Bichon havanais: Pomme prisonnière

Samedi matin, très tôt.
Je glisse ma main vers mon téléphone portable pour regarder l’heure alors que la chambre est plongée dans l’obscurité, .
A la seconde où Pomme m’entend bouger, elle bondit sur ses pattes.
Il est à peine 6 heures.
– Chut! Ce n’est pas l’heure, Pomme. Va dans ton panier.

Depuis que les jours se rallongent, mon Mogwaï est prêt à attaquer sa journée à la moindre lueur qu’elle voit filtrer sous la porte.
Comme ce samedi.
Impossible pour elle de se rendormir.
Je l’entends marcher de long en large dans la chambre.
– Pomme! Non! Panier!

Plus de bruit.
Mais elle a réussi à me réveiller complètement.
Je glisse à nouveau la main vers mon portable, je l’allume pour contrôler que Pomme est bien retournée dans son panier et là…
A moins de trente centimètres de moi se trouvent… une truffe et deux yeux brillants en forme de billes, partiellement recouverts d’un rideau de poils.
Elle a évité de faire du bruit, soit, mais elle s’est postée à quelques centimètres de mon lit, debout, sans doute pour m’inciter télépathiquement à la rejoindre.
Son regard traduit un nombre incalculable de messages:
– Bon, alors, tu te lèves?
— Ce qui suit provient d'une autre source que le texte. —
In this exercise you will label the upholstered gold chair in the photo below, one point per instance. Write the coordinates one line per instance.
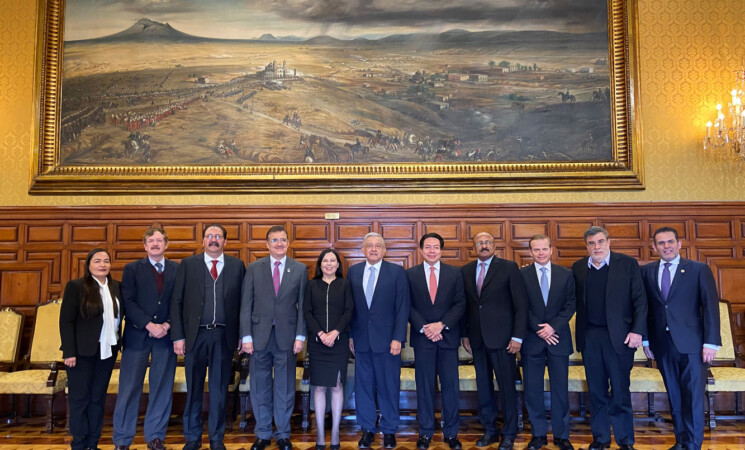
(45, 374)
(724, 375)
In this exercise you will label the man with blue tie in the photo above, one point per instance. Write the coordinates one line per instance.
(437, 306)
(548, 343)
(146, 290)
(378, 330)
(273, 330)
(683, 332)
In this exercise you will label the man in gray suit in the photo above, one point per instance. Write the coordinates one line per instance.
(273, 330)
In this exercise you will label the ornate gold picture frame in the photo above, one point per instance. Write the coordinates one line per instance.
(492, 108)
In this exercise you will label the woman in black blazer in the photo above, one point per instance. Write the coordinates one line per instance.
(90, 329)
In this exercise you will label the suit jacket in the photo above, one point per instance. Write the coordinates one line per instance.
(80, 336)
(449, 306)
(260, 306)
(693, 312)
(187, 301)
(142, 301)
(557, 311)
(625, 300)
(374, 328)
(501, 311)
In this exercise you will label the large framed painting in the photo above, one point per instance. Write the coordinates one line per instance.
(250, 96)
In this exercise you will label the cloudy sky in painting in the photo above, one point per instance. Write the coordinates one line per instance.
(246, 19)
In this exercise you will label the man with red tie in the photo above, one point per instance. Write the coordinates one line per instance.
(437, 306)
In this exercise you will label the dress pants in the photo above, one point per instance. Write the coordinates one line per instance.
(272, 397)
(432, 362)
(134, 363)
(86, 396)
(502, 364)
(211, 350)
(558, 373)
(685, 380)
(377, 376)
(603, 364)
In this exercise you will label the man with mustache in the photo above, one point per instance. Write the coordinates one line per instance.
(146, 290)
(204, 328)
(611, 319)
(495, 325)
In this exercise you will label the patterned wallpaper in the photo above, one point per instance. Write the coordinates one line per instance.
(688, 50)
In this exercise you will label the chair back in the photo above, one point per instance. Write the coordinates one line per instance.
(46, 341)
(11, 329)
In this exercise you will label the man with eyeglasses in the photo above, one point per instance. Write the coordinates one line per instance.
(496, 321)
(204, 328)
(273, 330)
(611, 320)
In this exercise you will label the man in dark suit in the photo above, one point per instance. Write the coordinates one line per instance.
(204, 328)
(611, 319)
(683, 332)
(437, 306)
(496, 319)
(378, 330)
(547, 343)
(146, 290)
(273, 330)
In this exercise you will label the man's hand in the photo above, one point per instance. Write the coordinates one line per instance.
(513, 347)
(466, 343)
(633, 340)
(247, 347)
(708, 354)
(298, 346)
(395, 347)
(545, 331)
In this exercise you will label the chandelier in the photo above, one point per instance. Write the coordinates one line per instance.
(726, 135)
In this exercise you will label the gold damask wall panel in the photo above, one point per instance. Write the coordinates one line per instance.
(688, 50)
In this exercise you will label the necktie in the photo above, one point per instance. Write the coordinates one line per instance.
(370, 286)
(480, 280)
(213, 270)
(432, 284)
(665, 283)
(544, 285)
(275, 277)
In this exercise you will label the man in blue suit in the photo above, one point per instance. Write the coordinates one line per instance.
(683, 332)
(548, 343)
(146, 290)
(437, 305)
(381, 311)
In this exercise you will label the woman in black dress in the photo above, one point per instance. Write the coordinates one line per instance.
(90, 329)
(328, 308)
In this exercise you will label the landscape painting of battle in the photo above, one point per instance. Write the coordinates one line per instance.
(247, 82)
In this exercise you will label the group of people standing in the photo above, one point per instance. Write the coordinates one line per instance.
(211, 305)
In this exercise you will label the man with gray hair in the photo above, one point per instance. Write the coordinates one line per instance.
(378, 330)
(611, 320)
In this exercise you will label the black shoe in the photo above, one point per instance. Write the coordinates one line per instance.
(260, 444)
(487, 439)
(389, 440)
(366, 439)
(537, 443)
(563, 444)
(506, 444)
(595, 445)
(284, 444)
(454, 443)
(423, 443)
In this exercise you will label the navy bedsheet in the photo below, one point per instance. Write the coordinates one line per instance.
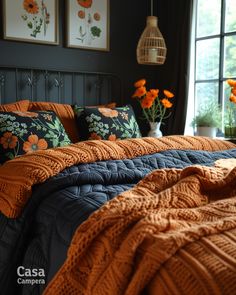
(41, 236)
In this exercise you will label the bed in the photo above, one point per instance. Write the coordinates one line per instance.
(131, 216)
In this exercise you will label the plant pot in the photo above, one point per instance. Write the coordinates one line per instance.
(155, 129)
(230, 131)
(206, 131)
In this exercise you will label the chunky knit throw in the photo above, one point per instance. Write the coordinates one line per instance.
(173, 233)
(19, 175)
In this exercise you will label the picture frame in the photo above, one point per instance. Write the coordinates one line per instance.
(88, 24)
(34, 21)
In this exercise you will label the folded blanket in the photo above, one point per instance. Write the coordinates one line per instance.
(19, 175)
(174, 232)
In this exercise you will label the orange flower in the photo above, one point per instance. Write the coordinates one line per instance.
(96, 16)
(31, 6)
(112, 137)
(233, 90)
(140, 83)
(146, 103)
(26, 114)
(106, 112)
(166, 103)
(34, 143)
(8, 140)
(152, 94)
(94, 136)
(168, 94)
(232, 98)
(85, 3)
(139, 92)
(231, 82)
(81, 14)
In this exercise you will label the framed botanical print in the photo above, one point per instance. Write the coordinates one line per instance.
(88, 24)
(31, 20)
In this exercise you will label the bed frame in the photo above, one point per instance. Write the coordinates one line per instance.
(62, 86)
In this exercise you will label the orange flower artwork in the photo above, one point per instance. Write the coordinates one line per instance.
(97, 16)
(81, 14)
(8, 140)
(34, 143)
(85, 3)
(31, 6)
(106, 112)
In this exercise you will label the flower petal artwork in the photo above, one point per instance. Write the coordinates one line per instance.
(87, 23)
(31, 20)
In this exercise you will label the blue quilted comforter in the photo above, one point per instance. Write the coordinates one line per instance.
(39, 239)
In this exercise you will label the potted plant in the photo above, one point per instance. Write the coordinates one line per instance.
(207, 120)
(230, 114)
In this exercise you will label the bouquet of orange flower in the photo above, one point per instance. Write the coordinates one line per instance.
(154, 108)
(231, 107)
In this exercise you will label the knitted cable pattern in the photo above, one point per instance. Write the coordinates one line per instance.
(173, 233)
(19, 175)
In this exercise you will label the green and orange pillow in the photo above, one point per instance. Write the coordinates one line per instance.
(26, 132)
(106, 123)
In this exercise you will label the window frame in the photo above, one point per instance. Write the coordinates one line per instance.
(193, 81)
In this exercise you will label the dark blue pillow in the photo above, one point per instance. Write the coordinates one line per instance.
(106, 123)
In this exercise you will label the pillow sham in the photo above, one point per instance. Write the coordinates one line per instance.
(78, 109)
(21, 105)
(109, 124)
(64, 112)
(25, 132)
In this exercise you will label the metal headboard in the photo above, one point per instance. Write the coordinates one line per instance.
(63, 86)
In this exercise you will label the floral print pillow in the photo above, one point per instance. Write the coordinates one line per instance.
(26, 132)
(109, 124)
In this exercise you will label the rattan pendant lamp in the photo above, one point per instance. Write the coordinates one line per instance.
(151, 49)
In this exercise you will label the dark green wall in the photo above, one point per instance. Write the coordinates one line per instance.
(126, 24)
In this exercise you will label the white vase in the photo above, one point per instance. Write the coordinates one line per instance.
(207, 131)
(155, 129)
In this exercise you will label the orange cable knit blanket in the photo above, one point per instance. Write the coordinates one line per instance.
(19, 175)
(173, 233)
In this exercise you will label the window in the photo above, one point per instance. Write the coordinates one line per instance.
(213, 53)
Tu m’avais dit que tu travaillais ce matin! Tu as vu l’heure! Il fait jour dehors! Debout, fainéante!

Pomme n’a pas la moindre notion de ce qu’est le week-end et des droits qu’il est censé octroyer.
Je me lève en ronchonnant et file à la salle de bain.
Oui, c’est vrai, j’avais prévu de travailler un peu ce samedi matin.
Mais pas à cette heure-là!

***

Samedi soir, très tard.
Avant d’éteindre pour la nuit, je sermonne mon bichon blotti dans son panier et recouvert de sa couverture, bordé par mon Capitaine:
– Bon: demain, c’est dimanche, je ne veux pas que tu fasses le clown à six heures! D’accord?
Angélique, elle ferme les yeux en guise de réponse…

Dans la nuit, je me lève.
Je l’entends faire un peu de bruit, l’éclaire avec mon portable et la vois étendue à côté du panier.
Lorsque je reviens dans la chambre, elle n’a pas changé de position.
Ce n’est pas inquiétant: quand elle a trop chaud, elle aime s’étendre sur le sol.
Je la gratifie  d’une caresse, me recouche et me rendors.
A 7 heures moins des poussières, ce dimanche matin, je me relève, reviens… et la retrouve exactement au même endroit, couchée  à côté de son panier.
D’habitude, elle se lève et fait un tour d’inspection dans la maison dès que j’ouvre la porte.
Là… rien.
Quelque chose n’est pas normal.
Je la caresse: elle ne bouge pas ou presque.
Seuls ses yeux me suivent.
Inquiète, je m’assieds sur le bord du lit et l’invite à me rejoindre.
Elle tente de se lever… et tombe.
Cette fois, je suis inquiète… se serait-elle blessée dans la nuit??
Je m’approche, me penche vers elle et examine doucement la patte arrière qui semble poser problème.
Et là… je réalise que l’un de ses ongles s’est fermement accroché à un fil de sa couverture.
Mon pauvre Mogwaï s’est transformé en Joe Dalton, à ceci près qu’il n’est pas attaché à un boulet, mais à une couverture de panier!
Et elle ne m’a pas appelée…
Pomme n’est pas un chien qui geint à la moindre douleur.
Elle est courageuse, et je me sens d’autant plus coupable de ne pas avoir compris plus tôt qu’elle était dans une position délicate…
Un aller-retour dans mon bureau et je reviens avec une paire de ciseaux.
En une fraction de seconde, elle est débarrassée du « fil à la patte ».
Courbaturée, elle se recouche dans son panier… apparemment épuisée par une nuit difficile.
De mon côté, j’examine à nouveau sa patte et retire le dernier morceau de fil, minuscule, qui est resté accroché à son ongle.
Lorsque je l’ai retiré, elle tend le cou pour le voir.
Je le pose sur le bord du panier pour qu’elle puisse le regarder et là… elle renifle le coupable… et le gobe!
Voilà! Non, mais, sans blague!
La sanction a été à la hauteur de la faute!